Kortikosteroidler hastaların %85'inde ağrıyı giderir, gerekirse yüksek ve ultra yüksek dozlarda kullanılır, örneğin deksametazon dozu 100 mg/gün'e ulaşabilir. MRG veya BT ile omurilik sıkışması doğrulanan ancak nörolojik semptomu olmayan hastalara hastalığın seyrine göre ayarlanmış standart doz deksametazon (16 mg/gün) verilir.Radyasyona duyarlı tümörler için radyasyon tedavisi endikedir (örn. lenf -ma), omurların çoklu metastatik lezyonları, nörolojik bozuklukların yokluğu veya hafif şiddeti, birincil tümörün kontrolsüz ilerlemesi. Radyasyon tedavisinden sonra hastaların %70'inde ağrı sendromu azalır, %45-60'ında motor aktivite düzelir. Işınlama bölgesi (toplam doz yaklaşık 30 Gy) omuriliğin ve bu seviyenin altında ve üstünde iki omurun bası yaptığı bir yeri içerir.Hastanın yaşam beklentisinin 2 ayı geçtiği durumlarda cerrahi tedavi uygulanır. Ameliyat endikasyonları, omuriliğin bir kemik parçası tarafından sıkıştırılması, radyasyon tedavisine duyarsız tümörlerin (örneğin böbrek kanseri) metastazları, daha önce ışınlanmış bölgede bası, ışınlama sırasında nörolojik bozuklukların ilerlemesidir. Laminektomi veya ön dekompresyon gerçekleştirin. İkincisinin belirgin avantajları vardır ve vertebral cismin tümörle birlikte rezeksiyonunu ve ardından omurganın sabitlenmesini içerir. Bir laminektomiden sonra, kural olarak, lokal ışınlama yapılır. Kombine tedavi hastaların %30-50'sinde durumu iyileştirir, nörolojik bozuklukların yaklaşık %40'ı devam eder ve %20'si büyümeye devam eder. Tedaviye erken başlamak önemlidir - omurilik sıkışmasının ilk 7-14 gününde.

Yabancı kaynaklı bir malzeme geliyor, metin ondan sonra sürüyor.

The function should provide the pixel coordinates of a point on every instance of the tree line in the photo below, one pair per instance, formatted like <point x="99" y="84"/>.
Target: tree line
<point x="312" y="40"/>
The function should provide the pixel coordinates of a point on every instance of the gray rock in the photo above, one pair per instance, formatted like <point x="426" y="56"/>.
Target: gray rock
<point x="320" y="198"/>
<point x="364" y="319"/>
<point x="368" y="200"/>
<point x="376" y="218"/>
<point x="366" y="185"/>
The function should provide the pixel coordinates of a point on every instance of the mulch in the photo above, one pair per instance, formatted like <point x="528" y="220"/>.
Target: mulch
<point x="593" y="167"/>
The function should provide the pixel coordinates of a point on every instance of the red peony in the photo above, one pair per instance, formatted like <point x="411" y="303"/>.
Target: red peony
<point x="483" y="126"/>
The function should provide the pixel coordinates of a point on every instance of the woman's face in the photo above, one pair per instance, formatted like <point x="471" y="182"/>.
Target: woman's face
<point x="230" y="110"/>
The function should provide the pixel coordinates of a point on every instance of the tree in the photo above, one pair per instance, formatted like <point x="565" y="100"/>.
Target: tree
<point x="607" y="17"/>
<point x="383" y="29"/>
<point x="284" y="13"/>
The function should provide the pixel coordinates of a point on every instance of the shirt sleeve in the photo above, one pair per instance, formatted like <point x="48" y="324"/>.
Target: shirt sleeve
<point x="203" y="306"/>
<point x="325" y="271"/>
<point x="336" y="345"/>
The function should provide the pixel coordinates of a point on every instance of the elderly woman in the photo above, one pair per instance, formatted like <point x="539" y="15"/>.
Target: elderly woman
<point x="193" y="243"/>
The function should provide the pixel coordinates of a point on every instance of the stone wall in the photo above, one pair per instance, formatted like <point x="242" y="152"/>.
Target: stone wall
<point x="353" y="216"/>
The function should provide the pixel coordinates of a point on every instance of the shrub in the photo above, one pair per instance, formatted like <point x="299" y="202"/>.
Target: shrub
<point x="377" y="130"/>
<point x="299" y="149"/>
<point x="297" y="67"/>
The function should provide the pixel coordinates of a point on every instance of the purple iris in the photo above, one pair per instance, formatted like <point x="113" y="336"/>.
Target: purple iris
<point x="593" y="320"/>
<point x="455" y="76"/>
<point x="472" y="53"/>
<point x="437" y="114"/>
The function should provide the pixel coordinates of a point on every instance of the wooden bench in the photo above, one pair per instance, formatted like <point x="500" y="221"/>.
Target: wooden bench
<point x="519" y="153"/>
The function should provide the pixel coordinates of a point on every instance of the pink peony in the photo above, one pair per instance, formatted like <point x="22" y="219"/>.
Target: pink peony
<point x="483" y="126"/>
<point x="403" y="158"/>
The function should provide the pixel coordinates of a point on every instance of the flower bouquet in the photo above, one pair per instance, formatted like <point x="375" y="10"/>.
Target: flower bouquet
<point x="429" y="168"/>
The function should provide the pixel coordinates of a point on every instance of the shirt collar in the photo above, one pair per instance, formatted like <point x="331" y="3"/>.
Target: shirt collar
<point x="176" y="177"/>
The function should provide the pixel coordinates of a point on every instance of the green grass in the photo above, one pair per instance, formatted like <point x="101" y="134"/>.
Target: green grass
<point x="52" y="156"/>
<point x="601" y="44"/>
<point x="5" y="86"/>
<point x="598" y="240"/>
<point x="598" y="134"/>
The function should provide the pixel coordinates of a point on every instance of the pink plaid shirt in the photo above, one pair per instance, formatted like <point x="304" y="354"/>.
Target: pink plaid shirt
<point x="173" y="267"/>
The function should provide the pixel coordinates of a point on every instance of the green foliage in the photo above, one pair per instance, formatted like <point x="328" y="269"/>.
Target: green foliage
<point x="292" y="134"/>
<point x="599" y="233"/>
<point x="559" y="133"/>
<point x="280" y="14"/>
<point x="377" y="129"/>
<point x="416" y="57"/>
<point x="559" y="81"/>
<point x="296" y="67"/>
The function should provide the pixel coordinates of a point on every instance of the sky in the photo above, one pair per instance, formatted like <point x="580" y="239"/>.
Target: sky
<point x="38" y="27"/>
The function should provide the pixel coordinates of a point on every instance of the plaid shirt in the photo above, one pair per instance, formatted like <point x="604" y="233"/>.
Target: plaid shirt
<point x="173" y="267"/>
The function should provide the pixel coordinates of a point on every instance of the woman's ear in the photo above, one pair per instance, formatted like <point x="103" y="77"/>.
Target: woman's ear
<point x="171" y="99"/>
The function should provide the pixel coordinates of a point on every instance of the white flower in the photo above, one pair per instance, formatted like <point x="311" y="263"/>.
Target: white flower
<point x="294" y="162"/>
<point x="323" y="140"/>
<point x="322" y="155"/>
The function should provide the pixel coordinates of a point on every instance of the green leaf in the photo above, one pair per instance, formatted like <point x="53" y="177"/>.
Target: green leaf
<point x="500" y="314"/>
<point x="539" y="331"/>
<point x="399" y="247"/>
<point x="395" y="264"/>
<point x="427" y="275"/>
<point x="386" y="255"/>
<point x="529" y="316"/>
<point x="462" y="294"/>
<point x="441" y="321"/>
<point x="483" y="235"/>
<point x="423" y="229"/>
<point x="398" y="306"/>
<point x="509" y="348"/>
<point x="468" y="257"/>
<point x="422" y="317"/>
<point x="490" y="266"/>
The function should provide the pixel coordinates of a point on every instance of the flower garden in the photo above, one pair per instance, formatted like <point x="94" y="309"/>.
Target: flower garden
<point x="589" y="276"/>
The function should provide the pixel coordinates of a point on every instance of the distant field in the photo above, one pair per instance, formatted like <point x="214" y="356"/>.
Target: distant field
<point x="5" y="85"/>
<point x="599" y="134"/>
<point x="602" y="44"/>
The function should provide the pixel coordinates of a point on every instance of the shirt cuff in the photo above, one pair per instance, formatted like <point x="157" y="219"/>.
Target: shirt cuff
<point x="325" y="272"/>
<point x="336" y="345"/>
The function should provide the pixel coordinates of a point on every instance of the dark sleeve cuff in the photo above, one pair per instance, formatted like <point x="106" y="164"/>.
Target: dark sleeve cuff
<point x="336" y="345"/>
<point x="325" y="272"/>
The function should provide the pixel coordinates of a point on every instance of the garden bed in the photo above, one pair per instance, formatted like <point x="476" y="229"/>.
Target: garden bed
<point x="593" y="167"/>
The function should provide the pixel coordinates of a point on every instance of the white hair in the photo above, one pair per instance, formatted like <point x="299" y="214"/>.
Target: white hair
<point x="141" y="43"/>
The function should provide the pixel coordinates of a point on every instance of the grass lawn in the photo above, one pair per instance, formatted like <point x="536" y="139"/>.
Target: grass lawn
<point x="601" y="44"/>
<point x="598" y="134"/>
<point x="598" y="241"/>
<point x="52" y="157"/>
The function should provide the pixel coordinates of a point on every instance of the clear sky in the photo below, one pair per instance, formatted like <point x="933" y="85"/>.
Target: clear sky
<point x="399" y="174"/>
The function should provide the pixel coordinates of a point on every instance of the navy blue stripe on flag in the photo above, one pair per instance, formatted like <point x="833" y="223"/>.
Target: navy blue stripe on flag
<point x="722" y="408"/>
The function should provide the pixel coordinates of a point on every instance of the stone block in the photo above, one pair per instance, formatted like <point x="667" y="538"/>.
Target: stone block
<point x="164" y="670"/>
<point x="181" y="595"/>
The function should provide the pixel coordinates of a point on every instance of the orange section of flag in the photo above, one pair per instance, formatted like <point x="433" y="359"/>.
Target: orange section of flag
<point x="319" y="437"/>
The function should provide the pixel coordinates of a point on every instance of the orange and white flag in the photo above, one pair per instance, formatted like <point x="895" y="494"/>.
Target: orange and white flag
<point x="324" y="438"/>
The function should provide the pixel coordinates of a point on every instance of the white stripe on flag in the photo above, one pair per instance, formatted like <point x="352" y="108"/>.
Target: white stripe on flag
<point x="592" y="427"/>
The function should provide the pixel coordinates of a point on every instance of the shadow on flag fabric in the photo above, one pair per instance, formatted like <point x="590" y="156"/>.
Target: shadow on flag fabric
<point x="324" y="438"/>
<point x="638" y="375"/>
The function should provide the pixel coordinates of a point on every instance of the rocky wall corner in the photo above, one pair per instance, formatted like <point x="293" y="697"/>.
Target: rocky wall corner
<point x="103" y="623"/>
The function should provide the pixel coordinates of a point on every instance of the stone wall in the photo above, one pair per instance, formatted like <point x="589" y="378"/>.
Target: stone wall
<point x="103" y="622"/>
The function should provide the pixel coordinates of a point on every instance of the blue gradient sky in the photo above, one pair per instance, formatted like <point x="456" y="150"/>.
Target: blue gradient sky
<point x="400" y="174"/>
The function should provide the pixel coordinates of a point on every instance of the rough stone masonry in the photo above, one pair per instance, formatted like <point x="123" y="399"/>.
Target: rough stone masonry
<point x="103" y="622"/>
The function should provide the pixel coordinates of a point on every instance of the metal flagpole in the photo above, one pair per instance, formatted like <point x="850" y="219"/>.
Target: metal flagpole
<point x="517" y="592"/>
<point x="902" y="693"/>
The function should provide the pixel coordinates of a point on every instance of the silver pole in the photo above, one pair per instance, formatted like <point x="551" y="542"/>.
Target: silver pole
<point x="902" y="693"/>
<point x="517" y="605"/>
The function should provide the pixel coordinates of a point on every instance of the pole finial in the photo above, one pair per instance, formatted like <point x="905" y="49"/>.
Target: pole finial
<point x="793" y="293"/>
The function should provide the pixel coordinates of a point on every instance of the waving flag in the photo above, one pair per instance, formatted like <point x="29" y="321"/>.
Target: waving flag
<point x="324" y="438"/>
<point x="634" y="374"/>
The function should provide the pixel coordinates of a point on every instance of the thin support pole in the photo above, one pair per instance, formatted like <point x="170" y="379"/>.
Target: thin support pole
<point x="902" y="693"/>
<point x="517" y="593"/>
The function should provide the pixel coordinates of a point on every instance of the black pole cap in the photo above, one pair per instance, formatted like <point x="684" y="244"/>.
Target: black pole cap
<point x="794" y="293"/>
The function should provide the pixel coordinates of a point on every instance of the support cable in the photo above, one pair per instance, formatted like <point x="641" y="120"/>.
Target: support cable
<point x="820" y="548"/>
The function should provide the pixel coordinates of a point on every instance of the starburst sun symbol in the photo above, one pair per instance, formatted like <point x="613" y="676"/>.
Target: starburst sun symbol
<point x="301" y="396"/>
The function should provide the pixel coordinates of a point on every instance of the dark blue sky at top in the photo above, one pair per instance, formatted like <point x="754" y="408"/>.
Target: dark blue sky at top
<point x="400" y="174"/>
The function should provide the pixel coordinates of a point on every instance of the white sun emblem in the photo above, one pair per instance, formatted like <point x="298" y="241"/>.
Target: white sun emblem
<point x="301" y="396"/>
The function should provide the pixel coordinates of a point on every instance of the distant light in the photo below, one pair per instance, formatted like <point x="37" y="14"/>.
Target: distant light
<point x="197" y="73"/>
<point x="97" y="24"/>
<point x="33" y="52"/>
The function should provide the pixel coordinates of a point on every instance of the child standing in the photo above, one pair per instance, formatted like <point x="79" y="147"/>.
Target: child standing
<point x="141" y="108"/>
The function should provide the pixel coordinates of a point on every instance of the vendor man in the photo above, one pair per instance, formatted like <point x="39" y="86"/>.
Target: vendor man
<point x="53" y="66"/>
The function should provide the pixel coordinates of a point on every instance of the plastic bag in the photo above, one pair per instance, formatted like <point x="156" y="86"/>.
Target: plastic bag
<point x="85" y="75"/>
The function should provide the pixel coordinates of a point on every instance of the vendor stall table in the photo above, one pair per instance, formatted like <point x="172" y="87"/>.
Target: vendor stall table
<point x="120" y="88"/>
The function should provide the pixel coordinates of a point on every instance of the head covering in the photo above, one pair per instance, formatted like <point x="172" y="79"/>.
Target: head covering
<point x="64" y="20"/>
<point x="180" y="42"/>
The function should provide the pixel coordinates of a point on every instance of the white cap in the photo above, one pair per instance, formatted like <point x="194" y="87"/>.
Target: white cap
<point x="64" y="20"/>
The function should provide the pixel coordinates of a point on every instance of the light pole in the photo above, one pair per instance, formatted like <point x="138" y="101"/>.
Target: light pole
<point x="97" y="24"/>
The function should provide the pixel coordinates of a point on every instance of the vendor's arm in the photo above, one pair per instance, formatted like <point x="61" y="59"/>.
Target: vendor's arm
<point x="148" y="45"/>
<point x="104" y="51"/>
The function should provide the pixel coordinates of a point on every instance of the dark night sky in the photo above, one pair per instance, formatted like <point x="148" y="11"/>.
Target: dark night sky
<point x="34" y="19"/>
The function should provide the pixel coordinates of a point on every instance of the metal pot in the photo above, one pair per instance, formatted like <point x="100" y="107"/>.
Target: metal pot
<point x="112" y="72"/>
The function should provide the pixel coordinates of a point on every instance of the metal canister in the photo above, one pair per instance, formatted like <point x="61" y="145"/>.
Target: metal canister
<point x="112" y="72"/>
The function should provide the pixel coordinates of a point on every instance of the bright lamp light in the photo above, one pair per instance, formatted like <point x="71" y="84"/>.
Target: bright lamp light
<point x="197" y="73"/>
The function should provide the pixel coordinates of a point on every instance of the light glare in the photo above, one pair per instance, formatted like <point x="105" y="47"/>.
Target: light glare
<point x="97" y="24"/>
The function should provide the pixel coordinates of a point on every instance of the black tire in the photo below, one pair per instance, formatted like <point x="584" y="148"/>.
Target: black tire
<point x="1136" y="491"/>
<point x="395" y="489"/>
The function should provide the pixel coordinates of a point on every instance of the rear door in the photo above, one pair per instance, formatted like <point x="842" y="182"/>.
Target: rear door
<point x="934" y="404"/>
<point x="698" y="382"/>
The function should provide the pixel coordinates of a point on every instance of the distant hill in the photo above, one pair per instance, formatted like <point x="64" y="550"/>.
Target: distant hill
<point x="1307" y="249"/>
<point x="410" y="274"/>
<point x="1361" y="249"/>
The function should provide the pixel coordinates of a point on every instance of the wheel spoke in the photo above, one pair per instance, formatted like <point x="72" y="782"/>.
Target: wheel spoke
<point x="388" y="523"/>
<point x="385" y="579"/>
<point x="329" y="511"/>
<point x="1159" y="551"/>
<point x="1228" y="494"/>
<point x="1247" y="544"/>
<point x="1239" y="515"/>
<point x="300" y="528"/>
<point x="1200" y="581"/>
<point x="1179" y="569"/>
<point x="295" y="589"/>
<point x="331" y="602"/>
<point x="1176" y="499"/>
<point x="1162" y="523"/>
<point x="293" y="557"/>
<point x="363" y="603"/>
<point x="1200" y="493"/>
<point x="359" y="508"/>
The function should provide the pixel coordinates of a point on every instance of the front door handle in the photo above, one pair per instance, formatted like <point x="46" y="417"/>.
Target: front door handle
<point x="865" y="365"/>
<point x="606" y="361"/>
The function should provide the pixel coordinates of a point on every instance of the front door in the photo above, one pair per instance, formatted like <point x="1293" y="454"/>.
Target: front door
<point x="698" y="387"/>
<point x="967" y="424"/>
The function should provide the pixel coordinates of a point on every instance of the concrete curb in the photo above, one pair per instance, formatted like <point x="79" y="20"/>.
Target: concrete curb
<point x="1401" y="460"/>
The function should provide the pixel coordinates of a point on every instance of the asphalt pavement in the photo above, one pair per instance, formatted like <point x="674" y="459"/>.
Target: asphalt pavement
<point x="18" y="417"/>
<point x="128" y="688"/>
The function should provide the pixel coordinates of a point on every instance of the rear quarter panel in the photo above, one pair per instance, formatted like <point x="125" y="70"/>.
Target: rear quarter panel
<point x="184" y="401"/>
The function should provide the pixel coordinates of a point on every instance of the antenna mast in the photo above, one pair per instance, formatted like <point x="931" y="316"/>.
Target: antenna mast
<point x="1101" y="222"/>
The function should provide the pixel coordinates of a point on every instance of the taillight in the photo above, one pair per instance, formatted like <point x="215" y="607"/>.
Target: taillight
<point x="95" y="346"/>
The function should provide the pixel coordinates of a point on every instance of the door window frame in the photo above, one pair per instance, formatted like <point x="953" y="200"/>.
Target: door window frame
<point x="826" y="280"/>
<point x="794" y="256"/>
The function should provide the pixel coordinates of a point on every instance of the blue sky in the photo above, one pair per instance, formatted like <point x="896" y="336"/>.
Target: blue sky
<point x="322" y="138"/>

Kemo ve hormonal tedavi, etkilerinin hızlı bir şekilde gelişme şansı yüksek olduğunda endikedir (lenfomalar, germ hücreli tümörler, prostat ve meme kanseri, miyelom için).Tedaviye rağmen, hastaların %7-16'sında tekrarlayan nöbetler görülür. metastatik spinal kompresyon beyin.